Course Identification

Familiarity with multivariate calculus (say, the divergence threorem) and point-set topology (say, a Hausdorff topological space).

This course consists of two parts.

The first part is "Analysis on Manifolds", starting from the definition a differentiable manifold, vectors fields, differential forms, integration, Stokes theorem.

The second part is "Curvature" and it focuses on Riemannian manifolds and submanifolds of Euclidean space: Riemannian metric, parallel transport, connections, geodesics, curvature, isoperimetric inequalities.

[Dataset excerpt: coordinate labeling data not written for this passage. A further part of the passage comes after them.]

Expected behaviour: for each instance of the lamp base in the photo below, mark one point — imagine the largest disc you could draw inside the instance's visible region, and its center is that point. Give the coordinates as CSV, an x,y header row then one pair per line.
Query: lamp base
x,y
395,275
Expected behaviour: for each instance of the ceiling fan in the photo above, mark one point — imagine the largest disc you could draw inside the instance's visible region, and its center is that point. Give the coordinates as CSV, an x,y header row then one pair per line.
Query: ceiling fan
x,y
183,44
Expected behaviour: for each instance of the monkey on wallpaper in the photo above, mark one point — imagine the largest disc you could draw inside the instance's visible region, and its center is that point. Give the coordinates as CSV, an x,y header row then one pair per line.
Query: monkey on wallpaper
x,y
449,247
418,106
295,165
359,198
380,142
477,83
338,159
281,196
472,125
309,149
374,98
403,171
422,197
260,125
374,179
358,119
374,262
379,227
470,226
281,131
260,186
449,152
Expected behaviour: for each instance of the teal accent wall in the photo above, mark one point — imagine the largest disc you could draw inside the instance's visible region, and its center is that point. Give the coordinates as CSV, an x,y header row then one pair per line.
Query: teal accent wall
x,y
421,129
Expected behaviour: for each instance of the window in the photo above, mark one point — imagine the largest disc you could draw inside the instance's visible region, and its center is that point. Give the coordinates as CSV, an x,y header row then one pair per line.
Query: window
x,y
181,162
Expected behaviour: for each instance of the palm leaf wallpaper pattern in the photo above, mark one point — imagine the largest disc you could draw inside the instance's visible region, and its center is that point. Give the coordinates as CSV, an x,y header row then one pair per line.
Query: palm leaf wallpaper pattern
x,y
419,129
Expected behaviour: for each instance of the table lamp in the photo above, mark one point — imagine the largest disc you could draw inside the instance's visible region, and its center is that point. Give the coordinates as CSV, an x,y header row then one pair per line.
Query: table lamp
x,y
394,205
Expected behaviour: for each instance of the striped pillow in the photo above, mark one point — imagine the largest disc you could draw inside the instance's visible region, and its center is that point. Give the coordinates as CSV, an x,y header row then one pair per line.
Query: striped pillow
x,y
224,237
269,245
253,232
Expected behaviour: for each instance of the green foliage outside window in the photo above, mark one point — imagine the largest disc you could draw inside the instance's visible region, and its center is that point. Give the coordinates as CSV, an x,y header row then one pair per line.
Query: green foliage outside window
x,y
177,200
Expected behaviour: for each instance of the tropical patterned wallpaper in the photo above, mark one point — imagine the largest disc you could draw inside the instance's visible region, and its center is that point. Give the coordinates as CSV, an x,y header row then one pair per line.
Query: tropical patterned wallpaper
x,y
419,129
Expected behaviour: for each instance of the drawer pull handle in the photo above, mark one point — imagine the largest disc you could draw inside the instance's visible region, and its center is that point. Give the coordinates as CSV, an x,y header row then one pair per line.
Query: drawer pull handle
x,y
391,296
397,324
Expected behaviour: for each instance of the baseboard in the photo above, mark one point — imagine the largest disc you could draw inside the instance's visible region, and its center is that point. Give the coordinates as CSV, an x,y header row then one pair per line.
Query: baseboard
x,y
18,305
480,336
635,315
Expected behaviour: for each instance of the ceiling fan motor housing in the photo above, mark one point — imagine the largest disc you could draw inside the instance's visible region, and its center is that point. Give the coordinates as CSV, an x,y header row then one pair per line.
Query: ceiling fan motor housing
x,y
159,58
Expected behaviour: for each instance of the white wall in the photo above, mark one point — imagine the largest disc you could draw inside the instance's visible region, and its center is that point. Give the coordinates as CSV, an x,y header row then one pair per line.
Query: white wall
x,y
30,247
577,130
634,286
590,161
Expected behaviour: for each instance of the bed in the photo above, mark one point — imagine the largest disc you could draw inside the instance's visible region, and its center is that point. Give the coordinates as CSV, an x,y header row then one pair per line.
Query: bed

Upon successful completion of this course students will be able to:

• Demonstrate intuition and knowledge of the basic theorems in differential geometry.
• Apply the language and tools of differential geometry in other areas of mathematics and science.
• Work with differential forms.
• Understand the intuition behind curvature (at least in two dimensions) and its effects.
• Appreciate the interplay between analysis and geometry.

• Lee, J. M, Introduction to Smooth Manifolds, 2003.
• DoCarmo, Riemannian Geometry, 1992.
• A short appendix by Gromov, "Isoperimetric Inequalities in Riemannian Manifolds" in the book by Milman and Schechtman, "Asymptotic Theory of Finite Dimensional Normed Spaces", 2001.